Mama schlägt Salto unterm Zirkusdach
Zirkus Krone mit „Weidener Kindl“ an Bord

Donnerstag, Premiere des Zirkus Krone in Amberg. Hinter den Kulissen mit dabei: ein "Weidener Kindl". Jonas, Spross der Trapezartisten, kam 2013 beim Gastspiel in Weiden zur Welt. Jetzt feierte er dritten Geburtstag. Die Begeisterung für Fototermine hielt sich in Grenzen, stieg aber danach beim Anblick von Zuckerwatte rasant. Links Bruder Joaquim. Bild: ma

Weiden/Amberg. Die Mutter nennt ihn scherzhaft "unseren Deutschen". Braune Locken, blaue Augen. Jonas (3) ist der Sohn der Trapezartisten Evelin Zuniga und Guilherme Sepuveda. Vor drei Jahren kam er während des Gastspiels des Zirkus Krone in Weiden zur Welt.
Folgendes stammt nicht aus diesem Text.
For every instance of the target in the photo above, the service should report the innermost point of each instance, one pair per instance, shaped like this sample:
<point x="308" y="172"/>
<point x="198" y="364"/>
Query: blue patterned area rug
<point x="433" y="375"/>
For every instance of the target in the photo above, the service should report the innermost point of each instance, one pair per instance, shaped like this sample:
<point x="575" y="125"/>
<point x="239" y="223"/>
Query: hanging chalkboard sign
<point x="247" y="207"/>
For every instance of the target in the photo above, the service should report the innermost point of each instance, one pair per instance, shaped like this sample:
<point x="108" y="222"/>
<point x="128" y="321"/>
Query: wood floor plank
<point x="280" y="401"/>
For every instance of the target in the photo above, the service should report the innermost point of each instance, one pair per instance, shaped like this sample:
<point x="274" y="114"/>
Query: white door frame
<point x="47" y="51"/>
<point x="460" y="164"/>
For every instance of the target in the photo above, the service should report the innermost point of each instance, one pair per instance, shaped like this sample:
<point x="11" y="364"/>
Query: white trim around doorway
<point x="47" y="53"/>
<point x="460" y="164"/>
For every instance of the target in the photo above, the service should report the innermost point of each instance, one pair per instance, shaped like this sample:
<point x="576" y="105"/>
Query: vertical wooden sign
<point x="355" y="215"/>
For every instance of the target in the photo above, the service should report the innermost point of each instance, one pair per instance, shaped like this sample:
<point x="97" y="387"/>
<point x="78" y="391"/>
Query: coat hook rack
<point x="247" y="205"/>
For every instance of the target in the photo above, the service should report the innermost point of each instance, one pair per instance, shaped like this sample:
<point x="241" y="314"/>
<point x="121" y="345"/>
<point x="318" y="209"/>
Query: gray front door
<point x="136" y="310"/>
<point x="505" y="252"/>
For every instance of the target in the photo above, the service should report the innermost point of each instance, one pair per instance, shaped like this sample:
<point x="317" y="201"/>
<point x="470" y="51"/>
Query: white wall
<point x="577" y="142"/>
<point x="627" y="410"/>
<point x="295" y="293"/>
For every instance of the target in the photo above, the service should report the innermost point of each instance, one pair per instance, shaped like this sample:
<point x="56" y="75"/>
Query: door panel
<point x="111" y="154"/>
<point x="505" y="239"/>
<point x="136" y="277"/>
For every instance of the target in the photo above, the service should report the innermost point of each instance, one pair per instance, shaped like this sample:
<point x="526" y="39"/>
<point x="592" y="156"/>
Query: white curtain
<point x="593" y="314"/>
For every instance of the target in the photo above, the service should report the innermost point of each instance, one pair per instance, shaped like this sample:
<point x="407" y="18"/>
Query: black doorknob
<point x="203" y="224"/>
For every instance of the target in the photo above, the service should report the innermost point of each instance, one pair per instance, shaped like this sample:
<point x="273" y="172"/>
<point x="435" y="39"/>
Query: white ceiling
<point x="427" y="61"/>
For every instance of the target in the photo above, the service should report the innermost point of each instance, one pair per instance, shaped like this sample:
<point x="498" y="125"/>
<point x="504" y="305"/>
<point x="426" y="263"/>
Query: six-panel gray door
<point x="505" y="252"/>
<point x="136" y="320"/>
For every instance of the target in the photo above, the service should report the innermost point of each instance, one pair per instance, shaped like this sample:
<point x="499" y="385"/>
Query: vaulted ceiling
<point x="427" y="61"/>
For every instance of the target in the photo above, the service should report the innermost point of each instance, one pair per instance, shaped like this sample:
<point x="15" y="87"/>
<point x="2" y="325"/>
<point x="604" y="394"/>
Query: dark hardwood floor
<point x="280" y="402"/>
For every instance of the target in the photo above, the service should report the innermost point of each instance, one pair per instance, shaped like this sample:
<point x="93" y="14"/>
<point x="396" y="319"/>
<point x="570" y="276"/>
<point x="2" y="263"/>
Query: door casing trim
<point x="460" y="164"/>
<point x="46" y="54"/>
Die Südamerikaner waren nie wieder hier. Aber den Weidener Tick, jeden Teller umzudrehen, den hat Mama Evelin übernommen. Im Klinikum hatte man ihr die Besonderheit um das Weidener Porzellan erklärt. Auch in Brasilien hat sie inzwischen schon unter Tassen geguckt.

Aktuell gastiert "Krone" wieder in der Oberpfalz, diesmal in Amberg. Die Artistenfamilie steht zwischen den Premierenvorstellungen bereitwillig für ein Interview mit "ihrer" Heimatzeitung aus Weiden zur Verfügung. Jonas (3) ist ein Treibauf, wie er im Buche steht und selbst von seinen durchtrainierten Eltern kaum einzufangen. "Er ist ein Riesenfan von Pippi Langstrumpf", seufzt die Mutter.

Während Mama und Papa - als krönende Abschlussnummer - unter dem Zeltdach durch die Lüfte segeln, wartet Jonas hinter dem Vorhang. Clown Fumagalli scherzt mit ihm. Ansonsten hat der große Bruder die Aufgabe, auf den "Sack Flöhe" aufzupassen. Joaquim (11) ist ein vorbildlicher Bruder. Er spricht vier Sprachen: Deutsch, Englisch, Italienisch und Portugiesisch. Außerdem ein wenig Mandarin. Wie das? Alexis Lacey-Krone (8), Sohn von Zirkuschefin Jana Mandana und Löwendompteur Martin Lacey, hatte einmal ein chinesisches Kindermädchen.

Die "Flying Zunigas" sind mehrfach preisgekrönt. Mama Evelin ist eine der wenigen Frauen, die einen Salto springen. Sie beherrscht den zweifachen Salto Mortale und eine Doppelpassage, sicher gefangen von Ehemann Guillherme. Die 41-Jährige stammt aus der argentinischen Artistenfamilie Zuniga, ihr Mann aus dem brasilianischen Trapez-Clan Sepuveda. Ihre Sommer verbringen sie in Deutschland bei "Krone", ihre Winter bei einem Engagement des "American Circus" in Italien. Ehe es in die Ferien nach Hause nach Holambra in Brasilien geht.

Sieben Kinder dabei


Sohn Joaquim tritt schon in die Fußstapfen der Eltern und trainiert am Trapez. "Mit Netz", beruhigt er. Ansonsten besucht er die Zirkus-Schule. Aktuell sind vier schulpflichtige Kinder unter den 400 Mitreisenden sowie drei Kleinkinder inklusive Zuniga-Junior Jonas. Und vielleicht gibt es in einigen Jahren noch einmal ein Gastspiel in Weiden. Die Mutter würd's freuen. Es sei schon "crazy": Im Pass ihres Jüngsten steht "Weiden in der Oberpfalz" als Geburtsort. "Und er war nur drei Tage da."